New offshore solutions from PSG
Adriaan Pask, Chief Investment Officer for PSG Wealth.
With the state of the Rand a constant topic of discussion among South Africans, getting your money offshore is a strong focus for investors. The SA Reserve Bank now allows each individual to invest up to R10 million every year, but where, and how should you invest?
PSG Wealth has fleshed out its range of offshore unit trusts, and now offers a full suite of multi-managed funds across the risk spectrum. The funds range from more conservative products focused on outperforming cash to more aggressive equity-linked funds. Both US dollar and pound sterling classes are available.
“We have added the new Global Preserver and Global Flexible mandates to complement our existing Global Moderate and Global Creator mandates,” says Adriaan Pask, Chief Investment Officer for PSG Wealth. “This allows us to cater to varying investor needs, irrespective of their appetite for risk.”
While the Rand is still significantly volatile, the current respite presents an opportunity for investors to add to – or start ? their offshore portfolio.

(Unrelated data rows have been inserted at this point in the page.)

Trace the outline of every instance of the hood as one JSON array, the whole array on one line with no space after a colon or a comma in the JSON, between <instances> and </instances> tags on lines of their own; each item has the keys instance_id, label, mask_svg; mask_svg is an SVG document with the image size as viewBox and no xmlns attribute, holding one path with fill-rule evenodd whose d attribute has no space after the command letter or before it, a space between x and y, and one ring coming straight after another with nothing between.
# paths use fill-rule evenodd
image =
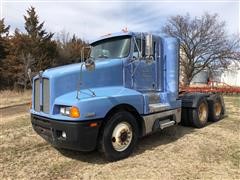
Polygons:
<instances>
[{"instance_id":1,"label":"hood","mask_svg":"<svg viewBox=\"0 0 240 180\"><path fill-rule=\"evenodd\" d=\"M43 72L43 78L50 81L51 97L58 97L65 93L80 89L98 88L105 86L123 85L123 60L101 59L95 61L95 70L87 71L82 63L71 64L48 69ZM80 75L81 74L81 75Z\"/></svg>"}]
</instances>

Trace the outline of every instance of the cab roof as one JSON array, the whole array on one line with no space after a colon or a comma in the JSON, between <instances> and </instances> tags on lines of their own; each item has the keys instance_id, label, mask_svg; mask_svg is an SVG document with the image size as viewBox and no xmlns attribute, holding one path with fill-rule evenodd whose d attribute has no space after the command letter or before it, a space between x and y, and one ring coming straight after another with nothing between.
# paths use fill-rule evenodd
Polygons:
<instances>
[{"instance_id":1,"label":"cab roof","mask_svg":"<svg viewBox=\"0 0 240 180\"><path fill-rule=\"evenodd\" d=\"M93 43L103 40L103 39L119 37L119 36L133 36L134 34L136 34L136 33L131 32L131 31L121 31L121 32L117 32L117 33L109 33L109 34L103 35L103 36L91 41L90 44L93 44Z\"/></svg>"}]
</instances>

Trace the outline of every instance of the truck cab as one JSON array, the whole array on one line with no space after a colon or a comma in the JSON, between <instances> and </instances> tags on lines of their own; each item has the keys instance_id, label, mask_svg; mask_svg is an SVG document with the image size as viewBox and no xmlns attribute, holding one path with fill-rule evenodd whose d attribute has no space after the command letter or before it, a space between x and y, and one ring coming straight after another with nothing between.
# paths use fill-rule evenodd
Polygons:
<instances>
[{"instance_id":1,"label":"truck cab","mask_svg":"<svg viewBox=\"0 0 240 180\"><path fill-rule=\"evenodd\" d=\"M118 160L139 137L181 121L182 101L191 98L179 97L178 39L123 31L90 45L84 62L33 78L31 122L40 136Z\"/></svg>"}]
</instances>

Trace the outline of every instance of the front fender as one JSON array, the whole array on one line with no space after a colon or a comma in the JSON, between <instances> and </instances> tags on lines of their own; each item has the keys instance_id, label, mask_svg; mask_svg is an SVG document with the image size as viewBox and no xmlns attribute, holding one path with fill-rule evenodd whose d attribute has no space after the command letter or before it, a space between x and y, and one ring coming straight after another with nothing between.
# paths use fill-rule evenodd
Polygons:
<instances>
[{"instance_id":1,"label":"front fender","mask_svg":"<svg viewBox=\"0 0 240 180\"><path fill-rule=\"evenodd\" d=\"M139 114L143 114L144 100L141 93L122 86L103 87L91 89L96 96L92 96L89 90L80 92L80 99L76 99L76 93L69 93L55 100L57 105L74 105L80 109L81 117L78 120L101 119L115 106L129 104ZM75 119L76 120L76 119Z\"/></svg>"}]
</instances>

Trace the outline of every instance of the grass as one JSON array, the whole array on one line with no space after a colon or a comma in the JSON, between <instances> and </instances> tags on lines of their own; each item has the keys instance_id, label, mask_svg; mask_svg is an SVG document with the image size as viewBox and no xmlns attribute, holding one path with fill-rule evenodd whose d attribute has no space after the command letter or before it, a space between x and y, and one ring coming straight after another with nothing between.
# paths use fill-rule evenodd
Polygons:
<instances>
[{"instance_id":1,"label":"grass","mask_svg":"<svg viewBox=\"0 0 240 180\"><path fill-rule=\"evenodd\" d=\"M98 152L56 150L33 131L27 113L6 117L0 179L240 179L240 97L225 102L227 118L202 129L164 129L112 163Z\"/></svg>"},{"instance_id":2,"label":"grass","mask_svg":"<svg viewBox=\"0 0 240 180\"><path fill-rule=\"evenodd\" d=\"M0 91L0 108L27 103L31 101L31 90L24 92L4 90Z\"/></svg>"}]
</instances>

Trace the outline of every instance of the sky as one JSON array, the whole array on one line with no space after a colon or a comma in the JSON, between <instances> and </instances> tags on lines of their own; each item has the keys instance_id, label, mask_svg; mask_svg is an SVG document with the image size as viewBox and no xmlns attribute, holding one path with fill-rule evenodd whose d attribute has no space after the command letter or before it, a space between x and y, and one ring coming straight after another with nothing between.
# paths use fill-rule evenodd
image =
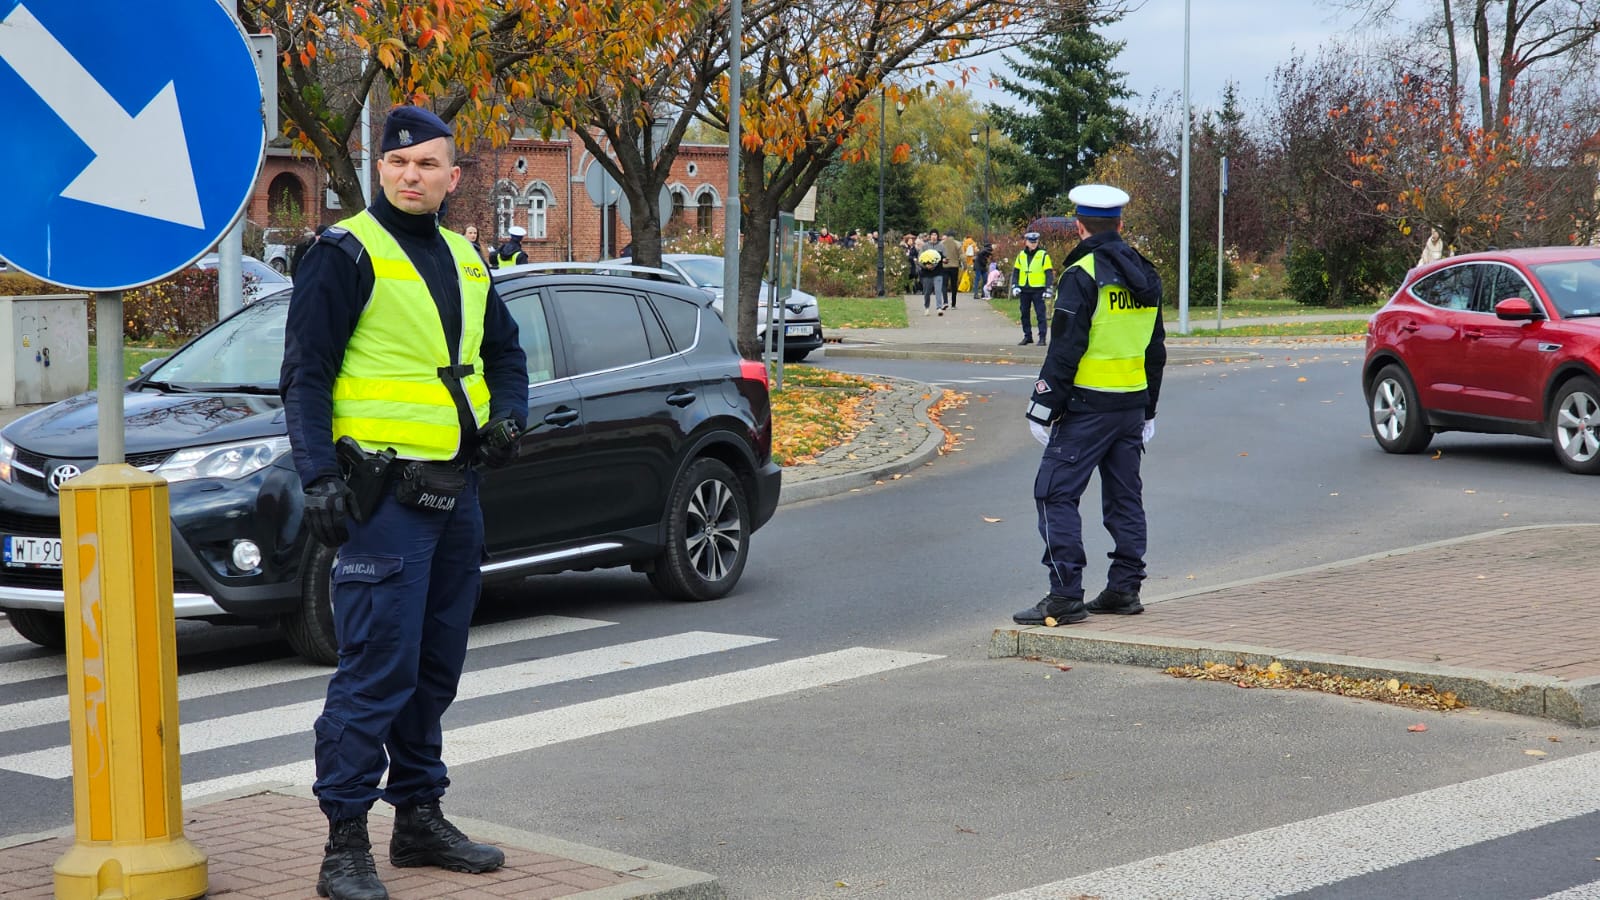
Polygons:
<instances>
[{"instance_id":1,"label":"sky","mask_svg":"<svg viewBox=\"0 0 1600 900\"><path fill-rule=\"evenodd\" d=\"M1420 19L1432 2L1436 0L1401 0L1398 5L1402 16ZM1143 110L1153 94L1182 90L1183 13L1184 0L1143 0L1102 32L1127 42L1115 65L1127 73L1124 84L1139 95L1126 101L1129 108ZM1359 21L1359 15L1333 0L1190 0L1189 91L1194 105L1219 105L1223 86L1232 80L1246 106L1253 106L1266 97L1272 70L1280 63L1297 51L1314 56ZM1393 30L1403 34L1407 26L1396 24ZM998 56L985 57L979 66L1009 73ZM1001 92L981 84L974 85L973 94L984 103L1003 101Z\"/></svg>"}]
</instances>

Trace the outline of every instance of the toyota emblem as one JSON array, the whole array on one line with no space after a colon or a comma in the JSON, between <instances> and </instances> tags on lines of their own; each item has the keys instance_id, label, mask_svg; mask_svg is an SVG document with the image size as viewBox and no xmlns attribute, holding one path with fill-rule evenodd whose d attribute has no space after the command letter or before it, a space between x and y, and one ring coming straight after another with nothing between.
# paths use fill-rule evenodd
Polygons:
<instances>
[{"instance_id":1,"label":"toyota emblem","mask_svg":"<svg viewBox=\"0 0 1600 900\"><path fill-rule=\"evenodd\" d=\"M61 493L61 486L63 484L66 484L67 482L71 481L74 478L77 478L79 475L82 475L82 474L83 474L83 470L78 468L77 466L71 464L71 463L66 463L64 465L56 466L54 469L52 469L50 471L50 491L51 491L51 493L55 493L55 494Z\"/></svg>"}]
</instances>

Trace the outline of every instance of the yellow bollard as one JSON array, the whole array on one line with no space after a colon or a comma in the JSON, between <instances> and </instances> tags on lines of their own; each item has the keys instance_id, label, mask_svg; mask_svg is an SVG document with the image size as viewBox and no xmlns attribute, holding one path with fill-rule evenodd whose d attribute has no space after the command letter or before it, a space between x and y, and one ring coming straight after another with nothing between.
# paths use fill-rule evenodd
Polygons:
<instances>
[{"instance_id":1,"label":"yellow bollard","mask_svg":"<svg viewBox=\"0 0 1600 900\"><path fill-rule=\"evenodd\" d=\"M206 857L183 836L167 482L100 465L61 487L77 836L58 900L187 900Z\"/></svg>"}]
</instances>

“Offshore investing lets you spread your investment risk across different economies, regions, sectors and securities. This means that when one area of the portfolio comes under pressure from region-specific economic or political developments, another area of the portfolio may be unaffected. This will support performance and reduce overall portfolio volatility,” Pask says.
In addition, investing in global markets offers you access to specialist sectors like bio technology and specialist pharmaceutical sectors, and to globally loved brands like Johnson & Johnson, Microsoft and Nestle.
“By investing offshore investors greatly increase their investment opportunity set on both funds and equities,” says Pask. Locally there are approximately 1,300 funds registered with the Financial Services Board while globally there are over 200,000 funds available. Similarly, there are less than 300 stocks listed on the JSE’s main board, where there are roughly 60,000 equities listed globally.
PSG Wealth’s new Global Preserver Fund of funds has a mandate to invest in a range of asset types providing the equity component doesn’t exceed 35%. The new Global Flexible Fund of funds has a largely unconstrained mandate to invest in a range of asset types. These two funds round out the company’s existing Global Moderate Fund of funds and Global Creator Fund of funds. The former is a multi-asset mandate where the equity component will usually be between 35% and 65% and the latter principally invests in shares from around the globe.